Thursday, July 31, 2008

The Fear of Being Accurate


Well the Olympics are almost here, and with them a chance to think about sports we generally ignore.  This New York Times piece on "target panic," an affliction suffered by expert archers, is worth a read.  I especially liked the advice about how to begin to manage the problem: “Do not focus on results....when you focus on results, it builds anxiety. And anxiety is the kiss of death.”

Interesting to me is that this is exactly the way to extract yourself from a poker-playing condition known as "tilt."  Of course it's easy to say, and very hard to do, but it is THE cure.   When I start to run bad, and lose more than one or two session in a row, I try to convince myself, before I sit down to a new game, that I'm probably going to lose some money.  I'm not TRYING to lose--I haven't given up--I just accept beforehand that I probably will.  For some reason this forces me to try to enjoy the experience for what it is (like trying to find something interesting about the special effects in some terrible movie you can't walk out of).  It doesn't work every time, but it works a lot.  I'll finish a session thinking, "that was actually kind of fun" and then notice, with real surprise, that I've won $500.  (This is all online; it's much harder not to know whether you're winning or losing when you play at a casino.)

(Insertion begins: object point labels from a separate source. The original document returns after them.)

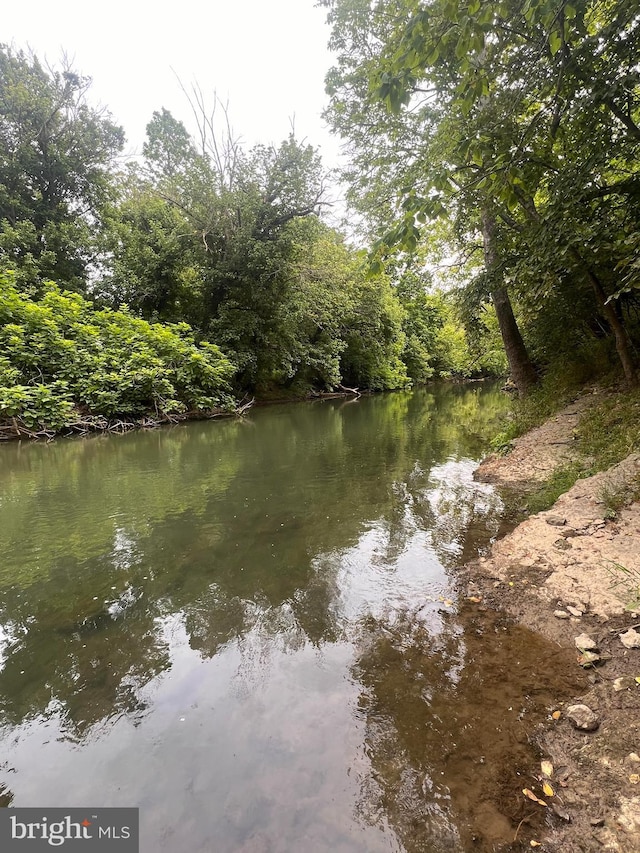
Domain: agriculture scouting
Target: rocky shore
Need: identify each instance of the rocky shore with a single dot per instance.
(572, 573)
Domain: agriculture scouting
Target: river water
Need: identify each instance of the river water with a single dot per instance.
(248, 629)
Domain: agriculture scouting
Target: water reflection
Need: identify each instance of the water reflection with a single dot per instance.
(180, 612)
(449, 714)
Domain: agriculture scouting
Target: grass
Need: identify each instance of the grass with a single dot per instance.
(607, 433)
(558, 483)
(628, 582)
(610, 431)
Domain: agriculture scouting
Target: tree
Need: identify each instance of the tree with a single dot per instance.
(55, 155)
(493, 98)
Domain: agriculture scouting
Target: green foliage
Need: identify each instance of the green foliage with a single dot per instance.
(558, 483)
(62, 359)
(610, 430)
(55, 151)
(527, 115)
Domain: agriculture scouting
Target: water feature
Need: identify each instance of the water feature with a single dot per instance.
(248, 628)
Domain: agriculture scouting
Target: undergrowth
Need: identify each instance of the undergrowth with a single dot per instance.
(607, 433)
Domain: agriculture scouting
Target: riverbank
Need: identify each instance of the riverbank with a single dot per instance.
(572, 574)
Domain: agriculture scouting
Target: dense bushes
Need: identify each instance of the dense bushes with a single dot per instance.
(62, 360)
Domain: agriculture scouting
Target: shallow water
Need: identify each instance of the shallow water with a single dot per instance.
(248, 629)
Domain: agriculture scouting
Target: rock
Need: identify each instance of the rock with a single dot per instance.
(562, 813)
(587, 659)
(630, 639)
(583, 718)
(585, 643)
(624, 683)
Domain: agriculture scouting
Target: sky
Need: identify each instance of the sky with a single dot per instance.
(267, 58)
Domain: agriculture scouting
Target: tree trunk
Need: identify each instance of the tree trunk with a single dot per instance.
(522, 370)
(623, 344)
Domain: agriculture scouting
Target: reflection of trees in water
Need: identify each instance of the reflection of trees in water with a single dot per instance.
(448, 719)
(158, 535)
(462, 515)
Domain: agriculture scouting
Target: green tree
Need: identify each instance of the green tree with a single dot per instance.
(500, 105)
(56, 152)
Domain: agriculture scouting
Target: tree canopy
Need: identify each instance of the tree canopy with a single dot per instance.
(518, 124)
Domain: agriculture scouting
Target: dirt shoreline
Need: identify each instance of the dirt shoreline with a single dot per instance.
(559, 573)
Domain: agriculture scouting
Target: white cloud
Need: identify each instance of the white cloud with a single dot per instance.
(268, 57)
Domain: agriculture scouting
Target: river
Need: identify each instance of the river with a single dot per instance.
(249, 628)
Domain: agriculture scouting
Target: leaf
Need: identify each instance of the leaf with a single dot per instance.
(528, 793)
(555, 42)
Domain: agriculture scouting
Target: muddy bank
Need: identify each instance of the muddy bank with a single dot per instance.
(572, 574)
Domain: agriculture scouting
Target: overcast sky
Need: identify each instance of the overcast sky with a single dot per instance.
(268, 57)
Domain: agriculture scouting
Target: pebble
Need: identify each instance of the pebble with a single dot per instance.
(624, 683)
(585, 643)
(583, 717)
(631, 639)
(562, 813)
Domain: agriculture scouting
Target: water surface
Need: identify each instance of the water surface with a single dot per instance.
(248, 628)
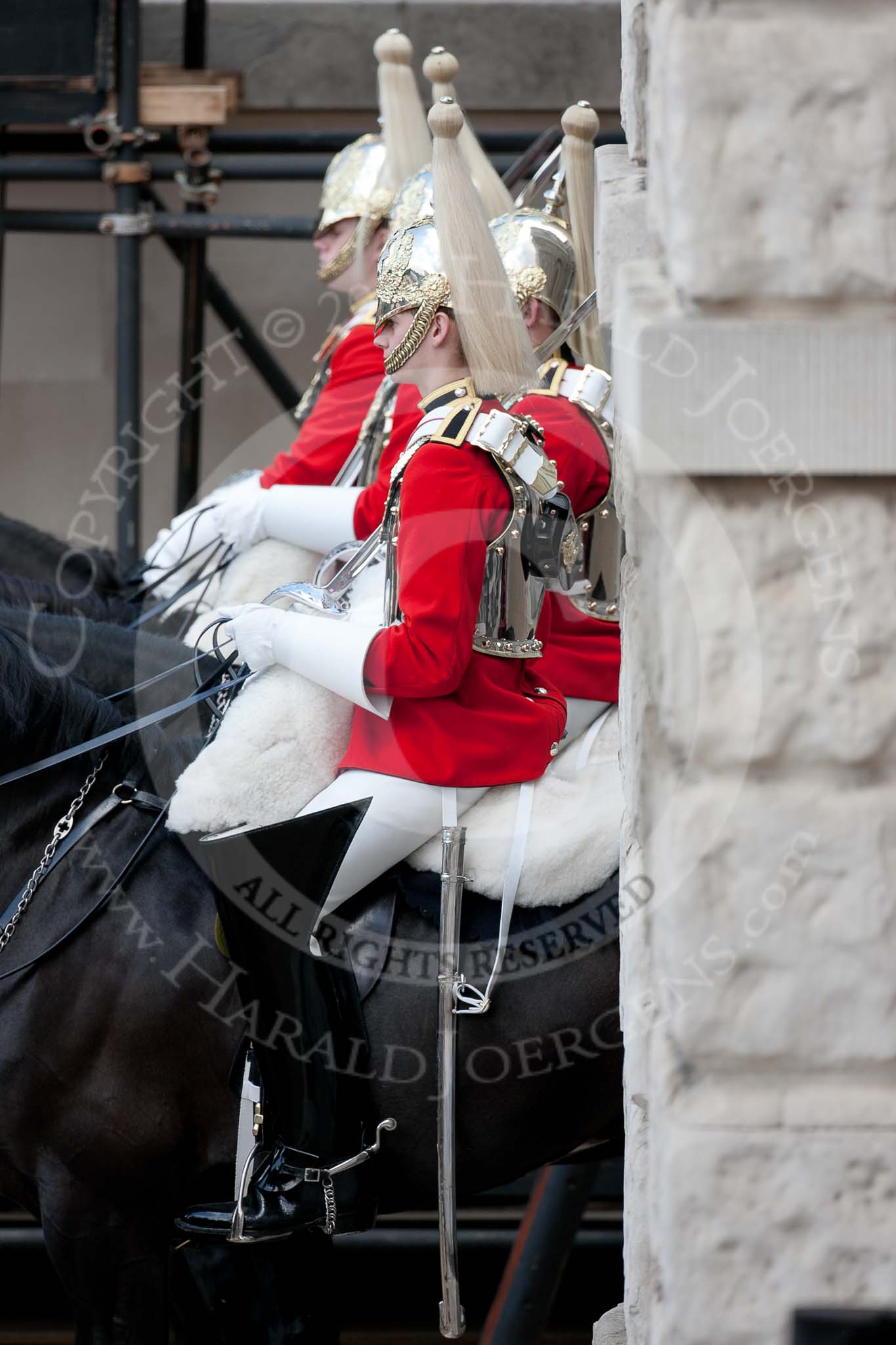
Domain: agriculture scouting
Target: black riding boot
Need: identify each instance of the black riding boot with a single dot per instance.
(305, 1019)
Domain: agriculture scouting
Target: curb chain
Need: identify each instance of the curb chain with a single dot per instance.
(61, 830)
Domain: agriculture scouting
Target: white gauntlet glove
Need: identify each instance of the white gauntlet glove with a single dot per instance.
(192, 535)
(241, 518)
(323, 649)
(253, 627)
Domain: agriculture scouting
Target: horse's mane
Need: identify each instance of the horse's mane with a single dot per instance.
(41, 713)
(46, 598)
(83, 569)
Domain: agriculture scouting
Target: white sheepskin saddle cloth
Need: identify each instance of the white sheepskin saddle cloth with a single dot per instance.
(282, 739)
(249, 579)
(574, 835)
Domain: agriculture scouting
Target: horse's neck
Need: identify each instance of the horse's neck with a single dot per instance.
(33, 808)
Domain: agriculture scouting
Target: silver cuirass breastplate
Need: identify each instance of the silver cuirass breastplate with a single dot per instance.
(519, 565)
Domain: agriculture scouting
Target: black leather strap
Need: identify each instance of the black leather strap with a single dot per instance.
(98, 906)
(79, 830)
(133, 726)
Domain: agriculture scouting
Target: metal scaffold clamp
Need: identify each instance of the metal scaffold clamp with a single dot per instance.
(133, 223)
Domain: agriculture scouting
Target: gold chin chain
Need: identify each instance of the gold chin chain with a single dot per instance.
(347, 254)
(413, 338)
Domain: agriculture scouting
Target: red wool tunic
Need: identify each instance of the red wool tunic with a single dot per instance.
(331, 431)
(458, 717)
(581, 655)
(406, 417)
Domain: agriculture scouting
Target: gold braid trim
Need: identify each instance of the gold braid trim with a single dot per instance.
(347, 254)
(412, 340)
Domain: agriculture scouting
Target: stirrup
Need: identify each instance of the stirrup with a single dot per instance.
(312, 1174)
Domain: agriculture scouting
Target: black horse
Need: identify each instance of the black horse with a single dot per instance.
(116, 1049)
(41, 573)
(70, 568)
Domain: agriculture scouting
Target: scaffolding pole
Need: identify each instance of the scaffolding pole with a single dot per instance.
(128, 265)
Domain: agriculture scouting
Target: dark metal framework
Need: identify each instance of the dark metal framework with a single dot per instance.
(119, 151)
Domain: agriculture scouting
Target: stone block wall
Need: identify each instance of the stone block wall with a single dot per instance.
(756, 407)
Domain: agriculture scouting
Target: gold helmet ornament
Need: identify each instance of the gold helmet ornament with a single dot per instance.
(413, 201)
(362, 178)
(538, 255)
(410, 277)
(452, 263)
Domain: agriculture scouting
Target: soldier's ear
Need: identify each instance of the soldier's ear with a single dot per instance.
(531, 311)
(440, 328)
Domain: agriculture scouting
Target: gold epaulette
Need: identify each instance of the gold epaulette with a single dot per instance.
(457, 424)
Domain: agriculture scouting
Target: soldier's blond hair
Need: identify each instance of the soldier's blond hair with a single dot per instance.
(581, 125)
(441, 69)
(494, 338)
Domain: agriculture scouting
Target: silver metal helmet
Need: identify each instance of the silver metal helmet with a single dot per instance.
(354, 185)
(539, 257)
(410, 278)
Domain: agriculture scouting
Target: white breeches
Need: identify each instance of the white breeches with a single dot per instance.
(581, 716)
(400, 817)
(402, 814)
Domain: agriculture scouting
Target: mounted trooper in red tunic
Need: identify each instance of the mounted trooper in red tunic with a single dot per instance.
(448, 686)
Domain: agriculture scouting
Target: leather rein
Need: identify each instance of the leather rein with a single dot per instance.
(68, 834)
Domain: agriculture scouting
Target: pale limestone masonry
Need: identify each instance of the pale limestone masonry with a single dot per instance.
(790, 192)
(621, 221)
(633, 99)
(756, 409)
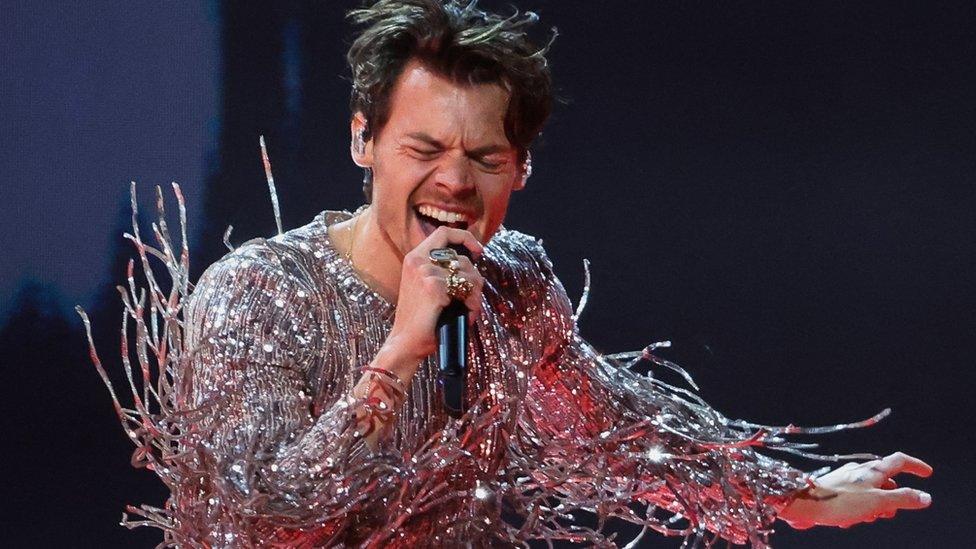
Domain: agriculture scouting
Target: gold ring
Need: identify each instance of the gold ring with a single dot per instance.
(458, 287)
(445, 257)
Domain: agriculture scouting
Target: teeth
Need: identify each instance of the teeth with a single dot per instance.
(440, 215)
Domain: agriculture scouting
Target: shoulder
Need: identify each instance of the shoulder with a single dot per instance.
(262, 271)
(516, 253)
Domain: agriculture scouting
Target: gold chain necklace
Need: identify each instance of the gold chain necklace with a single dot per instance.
(352, 241)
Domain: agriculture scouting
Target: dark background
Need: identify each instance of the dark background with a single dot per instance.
(785, 191)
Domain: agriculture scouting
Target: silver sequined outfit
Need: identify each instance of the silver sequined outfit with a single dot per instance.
(256, 437)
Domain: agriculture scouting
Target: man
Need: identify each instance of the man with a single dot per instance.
(305, 410)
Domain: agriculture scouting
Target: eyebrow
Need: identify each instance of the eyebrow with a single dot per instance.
(480, 151)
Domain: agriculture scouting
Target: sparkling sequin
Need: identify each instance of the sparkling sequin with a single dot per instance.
(552, 421)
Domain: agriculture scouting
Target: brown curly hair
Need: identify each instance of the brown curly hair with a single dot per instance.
(459, 41)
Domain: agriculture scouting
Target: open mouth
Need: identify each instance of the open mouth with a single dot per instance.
(431, 218)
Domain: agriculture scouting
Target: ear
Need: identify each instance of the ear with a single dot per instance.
(523, 172)
(360, 149)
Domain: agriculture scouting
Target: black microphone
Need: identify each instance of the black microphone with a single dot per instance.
(452, 347)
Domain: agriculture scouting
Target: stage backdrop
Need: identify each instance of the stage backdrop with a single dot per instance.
(784, 191)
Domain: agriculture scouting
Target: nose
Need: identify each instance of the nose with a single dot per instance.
(454, 174)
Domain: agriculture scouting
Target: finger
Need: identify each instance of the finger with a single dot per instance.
(902, 463)
(902, 498)
(443, 236)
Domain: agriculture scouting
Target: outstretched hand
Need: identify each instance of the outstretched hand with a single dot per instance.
(858, 492)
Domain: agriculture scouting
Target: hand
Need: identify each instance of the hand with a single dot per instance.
(423, 294)
(858, 492)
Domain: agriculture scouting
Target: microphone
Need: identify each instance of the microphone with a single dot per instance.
(452, 347)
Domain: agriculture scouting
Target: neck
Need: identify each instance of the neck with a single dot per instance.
(375, 258)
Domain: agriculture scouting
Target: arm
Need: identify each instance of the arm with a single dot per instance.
(635, 438)
(263, 449)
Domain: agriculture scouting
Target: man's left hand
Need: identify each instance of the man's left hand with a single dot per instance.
(858, 492)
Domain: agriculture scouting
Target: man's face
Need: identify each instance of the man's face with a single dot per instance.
(441, 158)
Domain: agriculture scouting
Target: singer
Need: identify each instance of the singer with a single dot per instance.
(302, 405)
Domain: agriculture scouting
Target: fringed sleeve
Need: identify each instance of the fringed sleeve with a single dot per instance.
(221, 380)
(603, 438)
(264, 461)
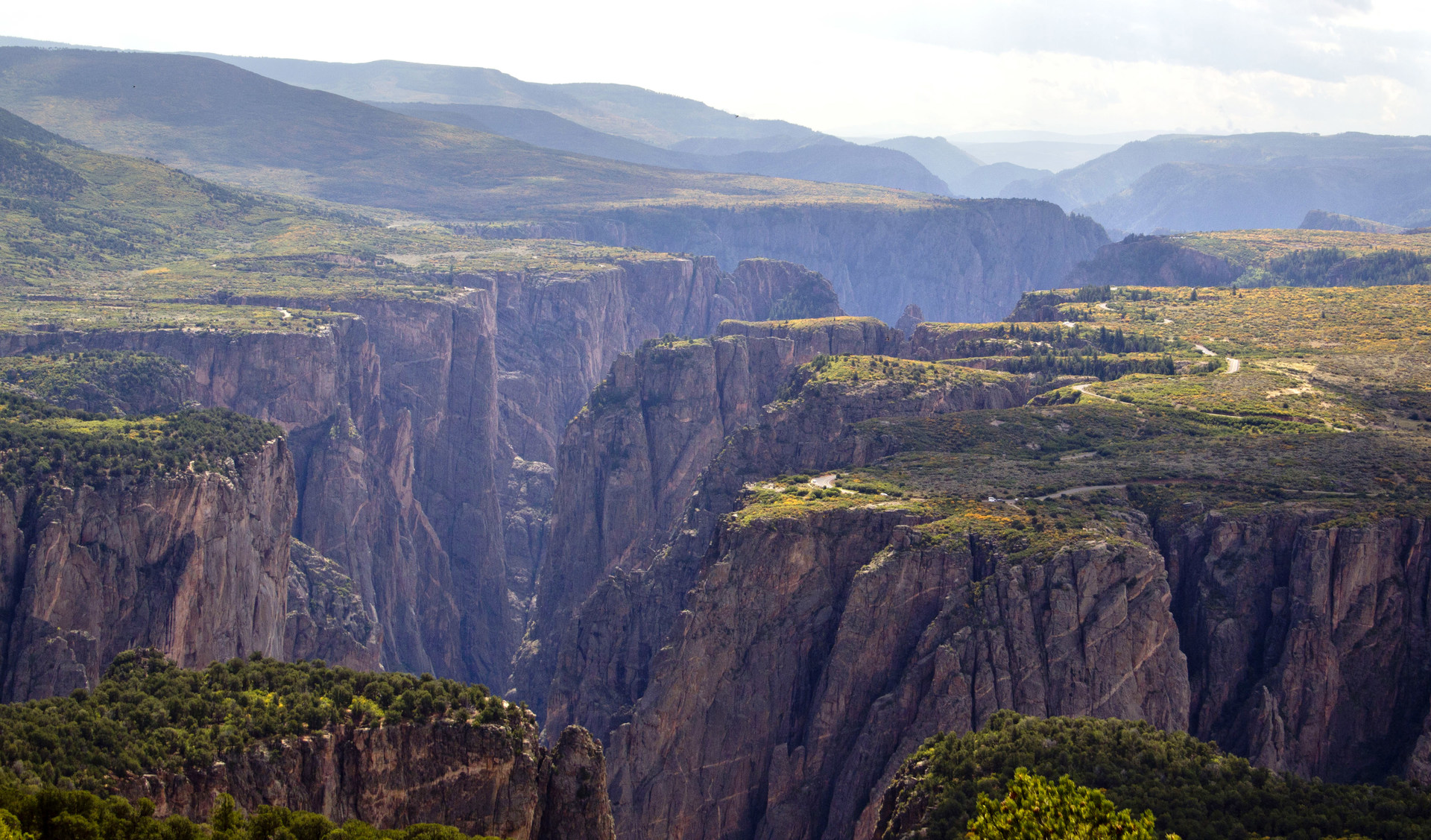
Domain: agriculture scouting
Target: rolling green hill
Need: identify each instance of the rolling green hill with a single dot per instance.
(1191, 787)
(1184, 182)
(816, 158)
(221, 122)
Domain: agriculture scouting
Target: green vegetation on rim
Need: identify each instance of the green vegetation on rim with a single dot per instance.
(149, 715)
(1191, 787)
(42, 446)
(37, 813)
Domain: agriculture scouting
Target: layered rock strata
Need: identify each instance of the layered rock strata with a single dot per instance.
(833, 644)
(1307, 640)
(195, 566)
(962, 261)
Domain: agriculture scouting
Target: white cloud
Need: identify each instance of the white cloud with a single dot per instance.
(897, 66)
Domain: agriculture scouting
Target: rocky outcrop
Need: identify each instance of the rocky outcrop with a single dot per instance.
(1307, 642)
(480, 779)
(818, 650)
(192, 564)
(962, 261)
(326, 619)
(644, 525)
(1152, 261)
(421, 429)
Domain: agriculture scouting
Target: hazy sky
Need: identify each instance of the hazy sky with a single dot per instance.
(880, 68)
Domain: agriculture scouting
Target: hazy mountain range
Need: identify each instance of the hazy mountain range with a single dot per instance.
(1245, 180)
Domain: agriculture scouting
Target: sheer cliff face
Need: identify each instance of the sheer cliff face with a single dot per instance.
(192, 564)
(480, 779)
(404, 423)
(765, 679)
(829, 645)
(1307, 642)
(962, 262)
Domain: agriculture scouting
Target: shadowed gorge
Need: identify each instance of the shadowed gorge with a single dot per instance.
(398, 451)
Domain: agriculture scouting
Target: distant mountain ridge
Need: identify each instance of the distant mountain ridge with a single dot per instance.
(724, 142)
(1197, 182)
(807, 158)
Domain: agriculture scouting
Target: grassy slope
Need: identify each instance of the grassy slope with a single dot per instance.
(92, 241)
(218, 121)
(1330, 411)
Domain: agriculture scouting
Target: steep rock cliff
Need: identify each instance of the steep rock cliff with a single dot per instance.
(1307, 642)
(192, 564)
(965, 261)
(603, 656)
(326, 619)
(560, 335)
(818, 650)
(480, 779)
(404, 418)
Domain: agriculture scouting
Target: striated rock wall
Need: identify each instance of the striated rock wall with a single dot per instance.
(326, 619)
(1307, 643)
(964, 261)
(816, 651)
(480, 779)
(631, 460)
(195, 566)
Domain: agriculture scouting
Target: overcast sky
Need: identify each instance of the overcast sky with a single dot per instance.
(880, 68)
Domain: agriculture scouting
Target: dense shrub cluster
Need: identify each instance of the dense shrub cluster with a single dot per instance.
(1192, 787)
(75, 815)
(1333, 267)
(99, 381)
(43, 444)
(148, 715)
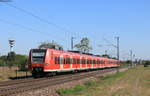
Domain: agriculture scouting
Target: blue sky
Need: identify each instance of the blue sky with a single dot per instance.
(95, 19)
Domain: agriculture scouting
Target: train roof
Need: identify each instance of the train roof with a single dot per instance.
(75, 53)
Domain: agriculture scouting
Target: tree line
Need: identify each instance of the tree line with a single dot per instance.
(13, 59)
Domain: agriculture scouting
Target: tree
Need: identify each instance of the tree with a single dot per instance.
(84, 45)
(106, 55)
(52, 45)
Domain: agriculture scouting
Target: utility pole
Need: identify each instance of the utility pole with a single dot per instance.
(72, 43)
(11, 43)
(131, 55)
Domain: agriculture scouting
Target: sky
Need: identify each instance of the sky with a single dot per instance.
(99, 20)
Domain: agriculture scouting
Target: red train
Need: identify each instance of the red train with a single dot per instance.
(50, 61)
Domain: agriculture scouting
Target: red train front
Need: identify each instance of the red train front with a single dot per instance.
(50, 61)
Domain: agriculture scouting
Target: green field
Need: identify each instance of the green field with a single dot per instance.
(134, 82)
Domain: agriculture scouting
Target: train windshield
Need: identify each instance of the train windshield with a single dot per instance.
(38, 56)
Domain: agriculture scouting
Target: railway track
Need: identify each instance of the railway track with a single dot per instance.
(9, 88)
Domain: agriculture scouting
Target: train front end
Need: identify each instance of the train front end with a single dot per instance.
(37, 61)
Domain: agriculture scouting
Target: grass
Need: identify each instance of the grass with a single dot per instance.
(6, 74)
(134, 82)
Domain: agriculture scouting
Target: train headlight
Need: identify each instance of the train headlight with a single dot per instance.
(46, 64)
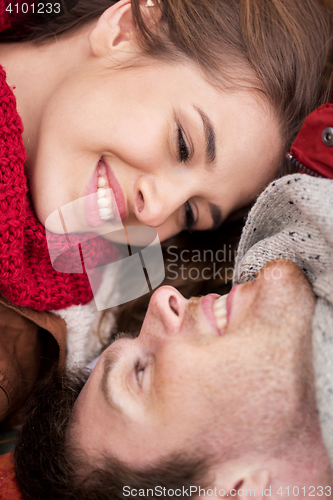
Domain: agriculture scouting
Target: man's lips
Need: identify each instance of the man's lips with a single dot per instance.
(216, 307)
(207, 304)
(117, 191)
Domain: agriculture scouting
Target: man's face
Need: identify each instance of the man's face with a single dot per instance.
(184, 381)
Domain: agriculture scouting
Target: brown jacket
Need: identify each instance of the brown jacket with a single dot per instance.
(31, 342)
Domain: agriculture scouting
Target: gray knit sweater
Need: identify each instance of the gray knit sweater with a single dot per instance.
(293, 218)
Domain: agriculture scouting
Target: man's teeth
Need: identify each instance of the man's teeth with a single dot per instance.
(103, 200)
(220, 311)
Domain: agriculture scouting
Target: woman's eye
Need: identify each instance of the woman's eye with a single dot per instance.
(139, 371)
(189, 217)
(183, 150)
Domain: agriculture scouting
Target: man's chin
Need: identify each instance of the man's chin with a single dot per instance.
(283, 278)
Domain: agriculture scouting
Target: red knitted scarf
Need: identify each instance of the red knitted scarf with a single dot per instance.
(27, 277)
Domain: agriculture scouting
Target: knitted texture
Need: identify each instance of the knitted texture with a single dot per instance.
(293, 219)
(27, 277)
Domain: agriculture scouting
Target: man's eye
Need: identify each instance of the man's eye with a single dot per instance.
(139, 371)
(189, 217)
(183, 150)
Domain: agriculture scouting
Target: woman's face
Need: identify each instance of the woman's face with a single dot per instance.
(177, 152)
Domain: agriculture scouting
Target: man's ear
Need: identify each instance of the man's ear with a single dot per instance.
(114, 31)
(243, 482)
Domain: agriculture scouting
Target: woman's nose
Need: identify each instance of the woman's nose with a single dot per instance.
(168, 306)
(156, 199)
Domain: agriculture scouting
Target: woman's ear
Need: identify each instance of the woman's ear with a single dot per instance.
(114, 31)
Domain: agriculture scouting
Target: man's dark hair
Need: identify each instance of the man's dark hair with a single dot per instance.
(48, 467)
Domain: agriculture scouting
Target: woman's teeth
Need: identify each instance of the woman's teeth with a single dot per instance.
(220, 311)
(103, 200)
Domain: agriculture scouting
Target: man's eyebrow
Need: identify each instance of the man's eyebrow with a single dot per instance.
(108, 365)
(209, 136)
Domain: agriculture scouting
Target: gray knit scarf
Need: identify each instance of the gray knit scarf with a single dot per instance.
(293, 219)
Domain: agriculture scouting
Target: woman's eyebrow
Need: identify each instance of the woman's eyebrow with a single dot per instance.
(209, 136)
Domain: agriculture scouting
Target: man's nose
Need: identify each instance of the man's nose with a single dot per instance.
(155, 199)
(168, 306)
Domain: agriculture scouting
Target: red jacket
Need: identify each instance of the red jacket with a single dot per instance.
(312, 150)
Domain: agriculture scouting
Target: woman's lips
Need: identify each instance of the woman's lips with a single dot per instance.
(117, 191)
(229, 302)
(91, 208)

I digress.  But, anyway, a good piece.  One year when I was at camp, a bunch of pro-level archers came in to shoot at tennis balls hanging from tree branches.  They didn't hit every shot, but they hit a lot of them, and I remember thinking how fun it looked.  I could never hunt, but if I did, I would use a bow.  At least there's some sport in that.  (He says, knowing next to nothing about hunting with gun, bow, boomerang or even plastic harpoon.)

1 comment:

Johannes said...

If you ever hunt me, as I know you plan to do one day, for the love of God use the biggest gun you can find. The last thing I want is to stumble around in the forest with an arrow shaft protruding from my gizzard and catching on brambles as I die slowly of your clumsy aim and outdated weapon choice. I'll curse your name on my sylvan death bed!